Примечание
Ограничения:
1. Анафора (разве + мне недостаточно);
2. Оксюморон (оглушительная тишина, обжигающе холодный, симпатичный до ужаса, ненавижу, как люблю);
3. Контаминация (венерина шлюхоловка, некроматка, шлюхорог, дикомразь, плоскодонка, хуйнерожный)
4. Система ругательств (венерина шлюхоловка, некроматка, шлюхорог, дикомразь, хуйнерожный)
5. 10 рандомных слов на букву Т (табанить – допечь, теоретичный – наст, терем – экспорт, тесина – влопаться, тихоходный – смудрить, тонзиллит – отлетаться, топать – одурь, транжира – обморозить, триллер – серна, тушить – дичок);
6. Вписать в сюжет факт: в Исландии не водятся змеи.
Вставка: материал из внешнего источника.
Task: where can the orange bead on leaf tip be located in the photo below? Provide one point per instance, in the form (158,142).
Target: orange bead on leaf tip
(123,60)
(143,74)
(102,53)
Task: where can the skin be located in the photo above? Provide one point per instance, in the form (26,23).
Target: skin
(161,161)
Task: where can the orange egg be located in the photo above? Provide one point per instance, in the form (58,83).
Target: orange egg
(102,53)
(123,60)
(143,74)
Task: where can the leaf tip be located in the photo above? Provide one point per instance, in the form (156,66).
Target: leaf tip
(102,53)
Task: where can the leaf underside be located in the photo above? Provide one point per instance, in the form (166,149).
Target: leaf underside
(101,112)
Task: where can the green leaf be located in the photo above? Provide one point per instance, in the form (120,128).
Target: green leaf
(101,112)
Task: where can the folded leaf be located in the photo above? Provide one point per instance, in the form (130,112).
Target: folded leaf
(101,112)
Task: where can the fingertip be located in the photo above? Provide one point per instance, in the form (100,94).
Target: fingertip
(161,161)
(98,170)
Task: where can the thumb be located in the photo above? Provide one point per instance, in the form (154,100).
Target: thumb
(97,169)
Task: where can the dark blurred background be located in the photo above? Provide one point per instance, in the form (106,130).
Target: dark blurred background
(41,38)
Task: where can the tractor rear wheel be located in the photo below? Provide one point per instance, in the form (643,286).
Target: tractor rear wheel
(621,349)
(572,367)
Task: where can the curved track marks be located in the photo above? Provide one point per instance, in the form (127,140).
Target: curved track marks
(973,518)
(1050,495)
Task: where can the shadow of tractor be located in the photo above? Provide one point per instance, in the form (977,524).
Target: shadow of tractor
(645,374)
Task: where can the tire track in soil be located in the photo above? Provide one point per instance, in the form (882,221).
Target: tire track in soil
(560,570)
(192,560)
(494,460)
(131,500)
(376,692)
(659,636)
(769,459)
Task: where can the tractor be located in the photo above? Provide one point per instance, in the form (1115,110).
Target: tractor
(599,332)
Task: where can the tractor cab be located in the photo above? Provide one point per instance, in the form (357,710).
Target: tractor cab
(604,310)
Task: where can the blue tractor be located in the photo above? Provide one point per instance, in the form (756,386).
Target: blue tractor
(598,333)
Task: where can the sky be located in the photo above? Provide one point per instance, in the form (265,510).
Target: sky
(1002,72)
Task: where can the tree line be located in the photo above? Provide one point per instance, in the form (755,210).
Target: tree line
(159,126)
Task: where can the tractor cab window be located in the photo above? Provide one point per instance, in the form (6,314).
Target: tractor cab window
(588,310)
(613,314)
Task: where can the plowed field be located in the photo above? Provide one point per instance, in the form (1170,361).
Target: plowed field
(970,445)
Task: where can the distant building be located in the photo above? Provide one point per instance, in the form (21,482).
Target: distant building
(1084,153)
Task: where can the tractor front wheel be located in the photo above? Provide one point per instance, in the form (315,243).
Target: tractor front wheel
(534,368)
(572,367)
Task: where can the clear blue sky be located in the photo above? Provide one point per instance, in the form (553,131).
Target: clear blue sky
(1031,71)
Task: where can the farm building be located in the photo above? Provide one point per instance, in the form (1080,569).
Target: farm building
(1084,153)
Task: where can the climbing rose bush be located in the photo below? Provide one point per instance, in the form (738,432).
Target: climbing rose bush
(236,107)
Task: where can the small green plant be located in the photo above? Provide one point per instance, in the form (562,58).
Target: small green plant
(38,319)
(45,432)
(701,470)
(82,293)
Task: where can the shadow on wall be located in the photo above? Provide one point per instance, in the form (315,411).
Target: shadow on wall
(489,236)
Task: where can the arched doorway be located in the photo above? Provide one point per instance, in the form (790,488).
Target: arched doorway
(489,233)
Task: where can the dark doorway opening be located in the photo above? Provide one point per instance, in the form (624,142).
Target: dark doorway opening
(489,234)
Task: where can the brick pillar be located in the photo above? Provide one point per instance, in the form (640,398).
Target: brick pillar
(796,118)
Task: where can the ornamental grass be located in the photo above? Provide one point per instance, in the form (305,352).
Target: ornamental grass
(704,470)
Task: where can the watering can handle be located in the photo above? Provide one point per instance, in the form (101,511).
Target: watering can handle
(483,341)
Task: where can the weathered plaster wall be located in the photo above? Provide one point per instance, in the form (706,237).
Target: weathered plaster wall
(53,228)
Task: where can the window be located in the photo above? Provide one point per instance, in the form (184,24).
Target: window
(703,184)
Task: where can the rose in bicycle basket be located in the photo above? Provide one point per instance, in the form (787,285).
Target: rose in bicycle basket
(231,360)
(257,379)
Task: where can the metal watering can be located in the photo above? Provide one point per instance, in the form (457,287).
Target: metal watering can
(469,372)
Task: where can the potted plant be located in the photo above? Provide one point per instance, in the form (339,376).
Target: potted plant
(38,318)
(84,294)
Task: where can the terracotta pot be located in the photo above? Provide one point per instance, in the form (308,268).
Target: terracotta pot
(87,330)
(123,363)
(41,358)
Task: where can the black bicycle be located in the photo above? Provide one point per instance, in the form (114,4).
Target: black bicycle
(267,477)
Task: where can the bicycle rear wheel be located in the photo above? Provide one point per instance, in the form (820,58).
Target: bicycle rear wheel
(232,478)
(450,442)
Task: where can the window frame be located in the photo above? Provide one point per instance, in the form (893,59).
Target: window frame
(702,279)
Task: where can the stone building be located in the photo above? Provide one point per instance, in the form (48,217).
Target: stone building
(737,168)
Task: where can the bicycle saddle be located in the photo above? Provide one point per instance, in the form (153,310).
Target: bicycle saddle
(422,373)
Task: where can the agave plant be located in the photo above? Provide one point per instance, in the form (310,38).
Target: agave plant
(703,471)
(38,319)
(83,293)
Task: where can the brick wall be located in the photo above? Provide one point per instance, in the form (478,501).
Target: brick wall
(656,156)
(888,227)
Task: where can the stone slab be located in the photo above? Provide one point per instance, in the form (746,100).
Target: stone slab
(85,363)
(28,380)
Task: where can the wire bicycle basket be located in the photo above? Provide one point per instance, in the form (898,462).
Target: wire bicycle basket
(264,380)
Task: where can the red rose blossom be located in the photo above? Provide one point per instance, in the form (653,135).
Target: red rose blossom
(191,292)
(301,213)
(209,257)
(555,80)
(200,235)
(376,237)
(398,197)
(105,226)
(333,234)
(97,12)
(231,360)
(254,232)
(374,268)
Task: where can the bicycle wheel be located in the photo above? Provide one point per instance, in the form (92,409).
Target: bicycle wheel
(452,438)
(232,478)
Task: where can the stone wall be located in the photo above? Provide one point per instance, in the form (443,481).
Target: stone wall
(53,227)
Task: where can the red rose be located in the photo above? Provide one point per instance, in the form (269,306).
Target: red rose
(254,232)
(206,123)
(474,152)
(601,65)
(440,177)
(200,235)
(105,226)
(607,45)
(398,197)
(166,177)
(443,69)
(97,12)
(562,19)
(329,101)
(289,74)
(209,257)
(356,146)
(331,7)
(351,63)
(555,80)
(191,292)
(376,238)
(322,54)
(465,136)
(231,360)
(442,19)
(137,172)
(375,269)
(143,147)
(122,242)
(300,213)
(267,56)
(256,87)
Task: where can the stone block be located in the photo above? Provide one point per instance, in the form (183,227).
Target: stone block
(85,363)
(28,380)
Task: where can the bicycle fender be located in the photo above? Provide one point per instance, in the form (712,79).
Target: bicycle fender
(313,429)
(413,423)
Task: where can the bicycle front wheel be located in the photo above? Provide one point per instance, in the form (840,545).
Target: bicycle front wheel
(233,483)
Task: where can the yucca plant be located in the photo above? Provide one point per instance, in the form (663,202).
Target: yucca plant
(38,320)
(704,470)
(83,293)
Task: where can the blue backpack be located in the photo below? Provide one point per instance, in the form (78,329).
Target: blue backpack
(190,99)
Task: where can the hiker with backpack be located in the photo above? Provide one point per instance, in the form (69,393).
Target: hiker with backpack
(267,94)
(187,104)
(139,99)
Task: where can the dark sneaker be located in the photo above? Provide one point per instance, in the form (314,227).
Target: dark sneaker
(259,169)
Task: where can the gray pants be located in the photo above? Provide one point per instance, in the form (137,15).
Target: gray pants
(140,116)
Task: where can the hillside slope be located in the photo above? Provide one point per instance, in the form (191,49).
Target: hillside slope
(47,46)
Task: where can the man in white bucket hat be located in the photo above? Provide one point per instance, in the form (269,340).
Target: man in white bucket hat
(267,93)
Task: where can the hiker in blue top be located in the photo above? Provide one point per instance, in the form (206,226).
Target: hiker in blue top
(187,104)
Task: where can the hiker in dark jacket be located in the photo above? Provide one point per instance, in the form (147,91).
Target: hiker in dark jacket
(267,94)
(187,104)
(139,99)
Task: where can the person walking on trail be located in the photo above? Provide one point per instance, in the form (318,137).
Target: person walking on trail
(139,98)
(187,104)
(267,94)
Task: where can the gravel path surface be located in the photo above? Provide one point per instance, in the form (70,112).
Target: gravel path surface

В моём родном Бернсвилле зима никогда не была особо холодной (по моим собственным ощущениям и рассказам старого механика, переехавшего сюда из России), но в этот день, как будто бы под стать моему настроению, выдала и мороз, и обильный снегопад. Улицы и без того не слишком оживлённого города в метель и вовсе опустели, оставляя меня почти в полном одиночестве брести из участка в единственное место, где мне хотелось находиться. В сравнении с тем же Миннеаполисом тишина на улицах была просто оглушительной. Обыкновенно на меня не накатывала такая хандра, но первое Рождество, встреченное в одиночестве, повлияло на меня куда сильнее, чем предполагалось. И чем хотелось бы.
Мимо проезжает снегоуборочная машина. Сидящий в ней хмурый парень в пуховике прячет то одну, то другую руку у себя за пазухой, чтобы не обморозить их о руль. «Руль бросил, – проносится в голове, – за такое и штраф от сотрудника дорожно-патрульных можно получить». Усилием воли заставляю себя переключить внимание с замёрзшего бедолаги на тротуар, заметённый снегом. Если где от него и почистили дорожки, то лишь у редких домов и заведений. К ночи метель обещала стать ещё сильнее, а прогнозируемый синоптиками резкий перепад температур мог схватить всё жёстким настом.
Меня нельзя назвать постоянным клиентом питейных заведений – так, перехвачу стакан-другой пива или коктейля на праздники, а в остальное время не полагается. Служба, видите ли. Нельзя при исполнении. И хотя меня донельзя грела мысль о гражданской одежде, делать крюк до дома, чтобы снять чёрно-синюю форму, мне не хотелось. Сменная одежда, хранящаяся в шкафчике в участке, была безвозвратно испорчена при сегодняшнем задержании, так что приходилось довольствоваться малым. «К тому же, я всего один бокальчик», – думалось мне.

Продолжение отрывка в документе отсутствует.